Until around 1930, the only way an RAC or AA control office could direct a patrolman to a stricken vehicle was by telephone, so, as well as patrolling the roads in the hope of coming across someone in trouble, the patrolmen spent many hours beside the organisations’ telephone boxes awaiting a call. Over time, the standard motorcycle used by the RAC became the long-stroke, singlecylinder Norton ES2, with a pedigree stretching back to 1927.
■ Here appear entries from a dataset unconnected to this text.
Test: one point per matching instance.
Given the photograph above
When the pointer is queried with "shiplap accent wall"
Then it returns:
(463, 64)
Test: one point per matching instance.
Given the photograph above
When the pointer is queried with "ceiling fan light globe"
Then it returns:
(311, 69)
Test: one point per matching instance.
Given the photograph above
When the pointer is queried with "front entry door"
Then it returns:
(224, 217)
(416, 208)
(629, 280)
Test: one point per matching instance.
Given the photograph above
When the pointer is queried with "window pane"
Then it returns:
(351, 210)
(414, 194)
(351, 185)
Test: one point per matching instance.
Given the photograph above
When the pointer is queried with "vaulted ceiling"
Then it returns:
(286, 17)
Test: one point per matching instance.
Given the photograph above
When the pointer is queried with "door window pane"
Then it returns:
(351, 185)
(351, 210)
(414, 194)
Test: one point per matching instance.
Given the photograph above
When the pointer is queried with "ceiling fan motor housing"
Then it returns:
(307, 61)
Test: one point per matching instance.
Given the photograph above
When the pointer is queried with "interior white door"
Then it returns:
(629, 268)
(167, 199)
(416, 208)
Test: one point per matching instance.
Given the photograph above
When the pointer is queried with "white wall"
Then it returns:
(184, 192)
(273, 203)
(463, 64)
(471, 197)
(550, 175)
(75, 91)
By the time the AA was formed at a meeting of motoring enthusiasts at a London restaurant on June
29, 1905, the Motor Car Act of 1903, introducing fines for speeding drivers, had come into effect, and a prime aim of the new organisation was to help them avoid police speed traps. The AA erected thousands of roadside warning and danger signs, and continued doing so until local authorities took over the role in the 1930s. Its first patrolmen, known as cycle scouts, didn’t appear until 1907, but, by 1909, their numbers had grown to almost 1000. They patrolled local streets on bicycles, helping drivers and motorcyclists with rudimentary repairs, warning them of speed traps or cycling off to summon assistance. It must have been sweltering work, too, because their heavy uniforms were similar to those of the RAC!
Following the introduction of solo motorcycles in 1912, the first AA sidecar outfits (known as ‘road service vehicles’ or ‘mechanical firstaid outfits’) were issued in 1919, with early examples being supplied by the likes of Chater-Lea, Triumph and BSA.
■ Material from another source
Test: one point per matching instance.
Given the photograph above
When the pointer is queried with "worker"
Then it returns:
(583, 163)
By 1923 the AA had 274 combinations and 376 cycle patrolmen, but, just 15 years later, it boasted no fewer than 1500 combinations and 860 cyclists, with a membership of 725,000 representing some 35% of the two million cars then on Britain’s roads. After the Second World War, BSA became the standard supplier of AA sidecar outfits.
Radio telephones were introduced to both organisations in the late 1940s, but, by the end of the 1950s, with the rapid growth of car ownership, the launch of the Mini van (which gradually took over patrol duties) and the 1959 opening of the Preston Bypass heralding the motorway age, the days of sidecar patrolmen were numbered. The AA stopped using combinations in 1968, and, although the RAC ran some outfits until the early 1980s, the writing had been on the wall from the moment it placed a £38,000 order for 100 Austin and Morris Minis in 1963.
Many tradesmen and women also used ‘uniforms’ of a kind as they delivered their services by motorcycle and sidecar to all parts of the United Kingdom. Nowadays so many people buy their milk in plastic cartons from convenience stores and supermarkets that it’s difficult to imagine the creamy stuff being transported to the front door in a box sidecar ridden by a young lady in an immaculate dairy coat and being measured into those lovely old wide-rimmed bottles with cardboard tops – but one of the accompanying photos shows just that at Pewsey, Wiltshire, in 1938.
Another shows a private poultry farmer dressed in full ‘country gentleman’ uniform delivering live birds on a P&M sidecar outfit which, he maintained, saved him a fortune in railway fees!